The segmentation pipeline consists of the following sequence of image processing steps (Fig. 8).

1. (1)

   An initial threshold is performed. All pixels between 0 and the threshold T₁ value entered by the user are set to the maximum pixel intensity 2^b − 1, the others to 0. (b is the bit depth of the image: 8 for 8-bit images, 16 for 16-bit images)

   $$g(x,y)=\{\begin{array}{c}0\,{\rm{if}}\,f(x,y) > {T}_{1},\\ {2}^{b}-1\,{\rm{otherwise}}\end{array}$$
2. (2)

   A morphological closing operation is applied on the binary image obtained in step 1, to connect the disjointed stained particles:

   $$A\cdot B=(A\oplus B)-B$$

   A is the binary input image, B is the circular structuring element with user-specified radius, and \(A\cdot B\) is the filtered result.

3. (3)

   A Gaussian blur is applied with the user-specified kernel size σ.

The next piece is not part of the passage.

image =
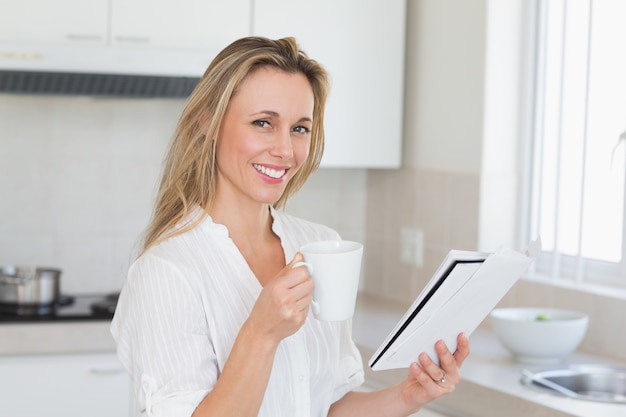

   $$G(x,y)=\frac{1}{2\pi {\sigma }^{2}}{e}^{-\frac{{x}^{2}+{y}^{2}}{2{\sigma }^{2}}}$$
4. (4)

   A second threshold is then used to select from the blurred image those pixels that are considered to be positive staining. All pixels above the threshold value T₂ are set to the maximum pixel intensity 2^b − 1. Otherwise, they are set to 0. (b is the bit depth of the image)

   $$g(x,y)=\{\begin{array}{c}0\,{\rm{if}}\,f(x,y) < {T}_{2},\\ {2}^{b}-1\,{\rm{otherwise}}\end{array}$$
5. (5)

   The thresholded image is treated as a binary image of segmentation regions. The regions are filtered by size using the standard Particle Analysis tool from ImageJ. Regions with an area smaller than the user-specified minimum (circled in red in Fig. 8) are discarded.

6. (6)

   Finally, the resulting segmentation regions are displayed either as a binary segmentation mask or as a transparent overlay on top of the original image.

Figure 8

The segmentation pipeline for ImageJ. Dense Golgi-stained particles are detected in the image using a simple thresholding operation (1). The resulting discrete objects are then joined into contiguous regions using a morphological closing operation (2). To smoothen these regions, a Gaussian blur filter (3) is applied, followed by a second thresholding operation (4). Non-specific staining is removed by sorting the segmented regions by area and discarding regions with area under the user-specified threshold (5). The remaining regions represent the result of segmentation and are added as a transparent channel to the original image stack (6). Alternatively, they can be returned as a stack of binary segmentation masks.